True Story I: The Philadelphia Airport is a dozen miles south of downtown Philadelphia. There is a 400-unit condominium in a suburb immediately north of Philadelphia proper. One of the residents of this condo is retired and makes a few extra bucks driving his fellow residents to and from the airport. His service was generally known among the condo residents, particularly those who traveled regularly. By reputation, he is available, dependable, a safe driver and has a decent car. He charges less than a cab would and his clientele are generally satisfied with his service. Every trip to the airport involves an exchange of service-for-dollars to the mutual satisfaction of both parties.
True Story II: In a New York apartment building a few blocks south of Central Park, a furnished one-bedroom apartment is available for daily use at a fee below comparable quarters at a Manhattan hotel. The apartment was owned by someone who spends only limited time in New York; the owner chooses to rent the unit out to defray the costs of owing his pied-a-tier. Most guests find these accommodations through word of mouth, mainly among the other condo owners. For many, this apartment is their guest bedroom. The transaction – keys, money, concierge advice –is handled by a full-time resident of the building who gets a cut. Again, we have a classic economic exchange with both parties satisfied with what they give and what they got.
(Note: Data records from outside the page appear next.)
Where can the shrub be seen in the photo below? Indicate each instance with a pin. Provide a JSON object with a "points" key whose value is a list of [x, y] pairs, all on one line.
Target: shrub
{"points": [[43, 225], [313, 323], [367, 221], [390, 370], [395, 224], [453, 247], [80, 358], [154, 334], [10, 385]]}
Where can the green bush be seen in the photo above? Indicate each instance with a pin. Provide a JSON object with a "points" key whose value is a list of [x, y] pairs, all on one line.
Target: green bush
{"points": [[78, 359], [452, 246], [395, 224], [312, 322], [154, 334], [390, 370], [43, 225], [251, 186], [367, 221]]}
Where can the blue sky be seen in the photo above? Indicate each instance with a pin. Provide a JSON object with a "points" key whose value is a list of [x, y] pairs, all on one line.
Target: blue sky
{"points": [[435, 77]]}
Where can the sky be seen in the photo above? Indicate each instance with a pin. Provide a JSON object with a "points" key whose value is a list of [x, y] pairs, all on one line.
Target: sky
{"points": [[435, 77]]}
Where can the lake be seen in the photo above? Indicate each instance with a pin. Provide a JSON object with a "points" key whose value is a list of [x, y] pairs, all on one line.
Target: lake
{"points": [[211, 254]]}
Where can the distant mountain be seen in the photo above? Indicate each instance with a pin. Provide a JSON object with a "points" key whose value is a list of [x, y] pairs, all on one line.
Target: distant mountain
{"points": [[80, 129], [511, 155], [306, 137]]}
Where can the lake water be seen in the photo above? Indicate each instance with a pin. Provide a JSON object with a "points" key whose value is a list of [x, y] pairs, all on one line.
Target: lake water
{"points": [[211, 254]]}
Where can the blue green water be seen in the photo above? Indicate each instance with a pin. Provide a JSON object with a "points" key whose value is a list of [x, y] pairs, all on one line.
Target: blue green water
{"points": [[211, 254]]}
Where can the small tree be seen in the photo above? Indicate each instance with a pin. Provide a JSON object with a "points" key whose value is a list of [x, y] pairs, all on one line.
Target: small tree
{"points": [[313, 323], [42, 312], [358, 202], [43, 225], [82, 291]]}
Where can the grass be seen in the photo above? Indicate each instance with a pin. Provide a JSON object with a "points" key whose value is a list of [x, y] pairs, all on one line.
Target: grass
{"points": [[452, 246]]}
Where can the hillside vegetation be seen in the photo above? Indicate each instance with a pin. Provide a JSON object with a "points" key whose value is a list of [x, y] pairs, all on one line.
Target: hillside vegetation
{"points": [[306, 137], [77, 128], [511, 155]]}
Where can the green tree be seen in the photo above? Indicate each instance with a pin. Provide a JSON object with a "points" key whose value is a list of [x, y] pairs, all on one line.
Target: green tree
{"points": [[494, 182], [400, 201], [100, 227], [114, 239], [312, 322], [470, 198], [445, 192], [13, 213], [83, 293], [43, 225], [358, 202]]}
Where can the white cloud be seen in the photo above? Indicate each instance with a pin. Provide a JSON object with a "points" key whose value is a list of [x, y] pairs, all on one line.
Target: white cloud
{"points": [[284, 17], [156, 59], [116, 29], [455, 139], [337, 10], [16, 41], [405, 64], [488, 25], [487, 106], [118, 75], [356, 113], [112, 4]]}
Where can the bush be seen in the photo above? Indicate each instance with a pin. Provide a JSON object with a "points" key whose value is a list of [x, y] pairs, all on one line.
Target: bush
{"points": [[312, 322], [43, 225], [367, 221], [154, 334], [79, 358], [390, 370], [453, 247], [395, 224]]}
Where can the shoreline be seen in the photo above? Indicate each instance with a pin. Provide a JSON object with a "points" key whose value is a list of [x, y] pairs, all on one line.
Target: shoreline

Both of these activities were illegal. The providers in these cases are not cab companies or hotels but they do offer similar services. These economic activities are usually licensed. With virtually certainty, the preamble to the licensing law says something about protecting the consumers of taxi rides and hotels rooms. Preambles notwithstanding, these laws are primarily about two things, neither of which is the safety of the consumer. They are about money for the controlling entity and monopoly protection for more-established service providers. Safety is at best an afterthought; at worst, a cynical excuse to exercise the power to tax and the power to protect political allies from free-market competition.
Both the Philadelphia and the New York mini-entrepreneurs offer their services to a small community of insiders. They either choose not to make their activities known to the broader public or are unable to do so. They either choose or were forced to limit their market. Maybe it is fear of the authorities, maybe fear of dealing with strangers in unknown situations. This is fine if they have all the business they want but a loss if they want more.
Small scale entrepreneurs are not unusual; they certainly predate the internet. The internet, however, has facilitated new ways of doing things. Up pops AirBnB and Uber and Lyft and other firms which organize and protect the process of providing person-to-person services.
AirBnB is an online registry on which people can offer or find overnight accommodations virtually anywhere in the world. These can be rooms in private homes or whole apartments; even houseboats and treehouses. The service includes a rating system wherein both the providers and users of these accommodations are rated by the other. The company has insurance protecting the owner’s property. AirBnB offers more accommodations for short-term rentals than the world’s largest hotel chains.
Uber and Lyft provide a dispatch service similar to that which cab companies use to route its cabs. Private individuals pick up extra bucks driving others around town. By agreement, the company and the drivers split the fares. Again, there is a rating system and overriding insurance. If Uber or Lyft were more formally a cab company, either would likely be the largest on the planet.
So what’s the problem? To the statists, it is simply offensive that someone would engage in economic activity without the express approval of the government. What modern communication capacity brings to the table, however, is an alternative to government control. For service and safety, customer/provider ratings are generally superior to government inspection and approval. The aggregate experience of all users provides much better information than a simple up-or-down approval based on some bureaucrat’s annual inspection.
Can something go terribly wrong? Yes, and the bigger the system, the more likely there will in fact be serious failures. Someone will die on the way to the airport in a private car. But someone will die in a government-sanctioned cab as well. Would you rather rely on multiple users tagging a provider for a rickety car or on a government inspector of unknown diligence, infrequently making a similar determination on narrow grounds? Poor service is more likely to be identified much sooner and more accurately with a rating system.
Those with a stake in the status quo ante predictably balk at these innovations. New York has enforced laws which make it illegal for accommodations to be rented out for under a month at a time. A Manhattan elected official opposed short-term rentals due to the alleged inconvenience and danger to other tenants. Taxi owners wonder why they spent $100,000 for a medallion. French cabbies block the roundabout at the Arc de Triomphe in a protest against licensing more cabs. Unlicensed freelancers? That’s even worse.
Why would government agencies try to control these ventures? The obvious answer is they want their piece of the action. All other reasons notwithstanding, above all else, they want their piece of the action.
Companies like AirBnB, Uber and Lyft have allowed Joe to be a one-cab taxi company and Mary to run a one-room hotel. This a threat to existing providers of these services. The question remains, however, why would the government want to prevent simple economic transactions between consenting adults who judge their exchanges to be of mutual benefit? Are hotels and taxi companies entitled to provide their services to the public to the exclusion of others who might also opt to do so? Why should those who benefit from government licensing be entitled to that benefit in perpetuity to the exclusion of all others?